A fun afternoon in the pub yesterday with lots of lovely chums, many of whom brought presents or at least bought pints. It’s just possible that at some point in the evening I’d had too much beer. The inevitable gloom of the not-quite-a-hangover today provokes the following self-indulgent whinge.
I seem to have become quite an adult this last week. Having spent since the age of 13 feeling, well, like I’m 13, now I am clearly a grown up.
For example, the neighbour thinks I’m adult enough to discuss the finer points of plumbing. Our bathroom (not that it’s got a bath in it) is leaking into his kitchen, and we spent a happy time on Saturday looking for holes and generally scratching our brains.
The plumber didn’t turn up this morning (well, he says he did but didn’t think to ring either of the two doorbells), so there was some more analysis of skirting boards and the possible routes of water run-off. Those who have met me will be delighted by the thought of my trying to be of any practical use.
Then at noon a nice estate agent popped round to make a judgment on our flat. We’re coming to the end of our fixed-term mortgage and Northern Rock doesn’t want us on their books any more (apparently you’re less handsome to banks when you pay them on time). And we’ve also been having thoughts about converting our loft into a padded cage for writing.

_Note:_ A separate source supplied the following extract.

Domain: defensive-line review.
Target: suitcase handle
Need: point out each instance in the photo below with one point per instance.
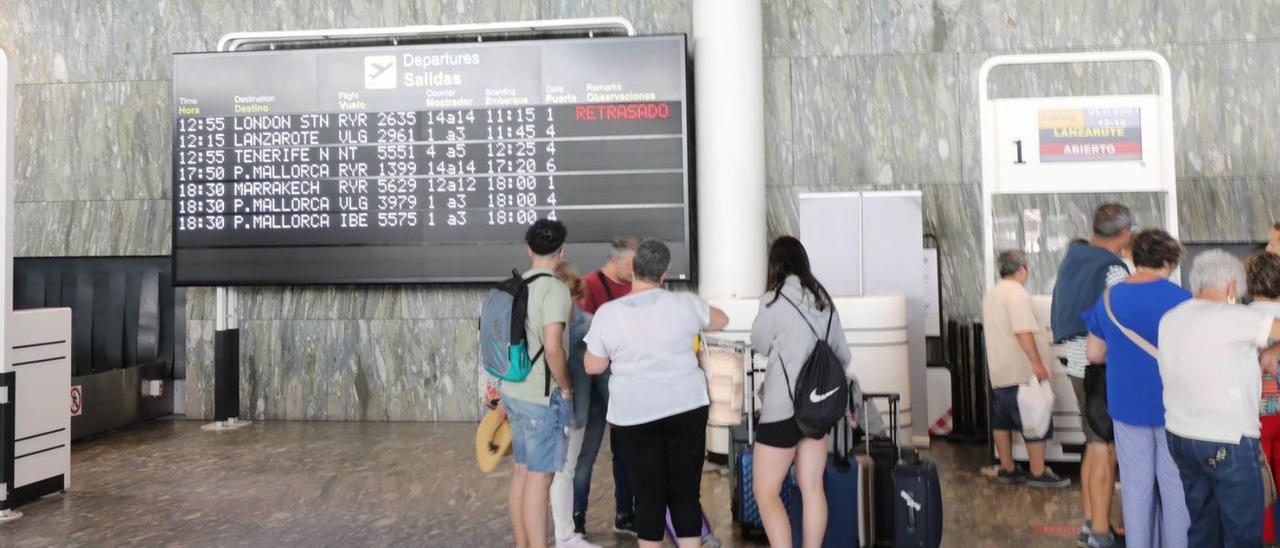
(894, 400)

This is quite a daunting prospect, where we might have to remove the ceilings from our existing rooms and even move out for a couple of months. Somehow it all needs to be paid for, so, like wide-eyed lambs to the slaughter, we’ve been trying to suss out the numbers.
And the nice man explained the microclimate of the market, what with the proximity of train lines and the Olympics. It was only when I was writing up this conversation for our nice financial advisor that it occurred to me how grown up and sensible it all is. Or rather, how monstrously terrifying. And how little like I sound like I know what I’m doing when I say we’re going to put off any building work until we’ve got the planning in place. Yet those I’m talking to seem not to have twigged.
Then I rang my dad for some advice about diseases, on the basis of something I was hurrying to finish. One of the beta-readers had politely suggested that it sounded like I made up the science. Yes, as if he expected that this is something I would not do.
So Dad explained the difference between diptheroids and diphtheria (a tickly, annoying throat thing that’s not harmful in itself but the latter secretes a toxin that can stop your heart). He corrected my wobbly understanding of how different diseases can team up together, so you get rare and virulent things like anthrax and small pox only being transmitted as easily as a common cold.
And he explained that though we’ve got antibiotics to combat most bacteria, we don’t really have them for viruses. This is why Bird Flu could be such a problem; it the disease teams up in such a way as to spread quickly among humans, we don’t really have much to fight it. Excitingly, I happened to know the word for a disease that jumps from other animals to humans: zoonoses.
Dad’s one of a number of experts I can rely on to cheat on my homework. But as well as being kind enough to point out which bits I’d got sort of right, he then asked for a favour in return, and asked for a showbiz contact. And I managed to have the chap in question’s phone number. As if the kind of stuff I get up to useful.
Soon after, my boss and neighbour G. emailed to ask if I could help him fix broadband on his laptop, being under the impression I have any idea at all. Only yesterday Nimbos was having to explain in short and simple words that no, it’s not a matter of a new operating system. The PC I’ve had since I went freelance six years ago really has just died. So on Wednesday I am going to have a grown up and expensive day picking out a new one. And I still don’t know what the leaky bathroom is going to cost me.
Joy. I realise why people think I might know stuff. The Doctor’s friend Leela once explained that, “If you are bleeding, look for a man with many scars.” Perhaps I’m the one you run to when things are falling apart.